Heavier congestion on the roads and stricter climate targets have renewed interest in moving goods by rail. As a result, the railway may be heading for a new lease of life. The fact is that we can significantly reduce our impact on the climate by transferring freight from lorries to trains. In addition to the climate benefits, rail freight can compete with traditional road transport on parameters such as price and flexibility.

This form of transport is becoming increasingly popular at Port of Aalborg. Since we became part of the German rail operator DB Cargo Scandinavia’s route network in 2016, the port has in many ways become the rail hub for the whole of North Jutland. And we are now ready to invest even more in supporting this trend.

We have recently launched a 43,000-square-metre expansion of the railway. This includes construction of a new terminal area which will provide even better conditions for efficient freight transport and handling. We have also parcelled out a 21,000-square-metre plot to give businesses the opportunity for a location right next to the rail track. The investments in and around the rail network should be seen as a response to the huge demand Port of Aalborg is currently seeing for moving freight by rail. Last year alone, the number of single wagon loads leaving from the port of Aalborg increased by 75%.

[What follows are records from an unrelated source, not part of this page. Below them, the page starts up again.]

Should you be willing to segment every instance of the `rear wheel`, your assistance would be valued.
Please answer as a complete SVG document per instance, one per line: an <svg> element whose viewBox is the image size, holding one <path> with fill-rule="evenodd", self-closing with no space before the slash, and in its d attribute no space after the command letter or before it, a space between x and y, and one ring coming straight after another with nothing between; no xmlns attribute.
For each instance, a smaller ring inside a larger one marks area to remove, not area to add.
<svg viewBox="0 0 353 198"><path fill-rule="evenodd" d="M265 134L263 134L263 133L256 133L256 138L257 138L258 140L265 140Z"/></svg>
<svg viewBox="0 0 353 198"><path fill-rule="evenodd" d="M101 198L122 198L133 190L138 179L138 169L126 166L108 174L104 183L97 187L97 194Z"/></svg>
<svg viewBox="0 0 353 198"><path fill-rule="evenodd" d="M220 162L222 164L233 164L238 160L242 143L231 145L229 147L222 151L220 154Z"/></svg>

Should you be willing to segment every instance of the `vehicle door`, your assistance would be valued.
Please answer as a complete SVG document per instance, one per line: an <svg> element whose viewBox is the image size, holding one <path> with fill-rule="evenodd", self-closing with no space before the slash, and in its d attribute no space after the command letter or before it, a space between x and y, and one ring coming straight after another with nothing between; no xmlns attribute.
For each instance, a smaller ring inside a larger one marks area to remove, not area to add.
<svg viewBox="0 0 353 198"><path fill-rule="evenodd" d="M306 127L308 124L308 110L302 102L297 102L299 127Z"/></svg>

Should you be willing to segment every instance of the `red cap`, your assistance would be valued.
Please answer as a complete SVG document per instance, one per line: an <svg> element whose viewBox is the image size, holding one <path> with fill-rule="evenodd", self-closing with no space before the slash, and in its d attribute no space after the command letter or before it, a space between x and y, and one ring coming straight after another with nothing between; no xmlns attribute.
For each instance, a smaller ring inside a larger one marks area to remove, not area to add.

There is much to suggest that businesses in North Jutland are beginning to regard rail transport as a serious alternative to the roads, and in some cases even conveyance by sea. While road transport is becoming more and more inhibited by increasing traffic congestion, the rail network is becoming increasingly flexible due to growing investments in infrastructure for conveyance of goods. Not just in Denmark, but throughout Europe.

And the railway is also moving up the political agenda. If it were up to the EU, the rail network would play a vital role in the greening of the transport sector in Europe. One of the goals of the EU Commission’s Green Deal climate strategy is to transfer a significant volume of the freight currently transported around Europe by road to inland waterways and, particularly, the railway. Therefore, although many European companies already have rail tracks running directly into their own terminals, we can expect to see heavy investment in the rail network across Europe in the coming years.

Road transport has established its position as a very flexible form of transport over the course of many years. However, rail freight is starting to be able to compete. Port of Aalborg is fully prepared to be a part of the green agenda for the transport and logistics sector, and we consider it essential to be able to offer companies a fast, efficient and more eco-friendly method for transporting goods from and to the port of Aalborg when they need to.

For this reason, we expect to invest even more in our rail facilities in the years to come, to enable us to manage and support tomorrow’s green growth.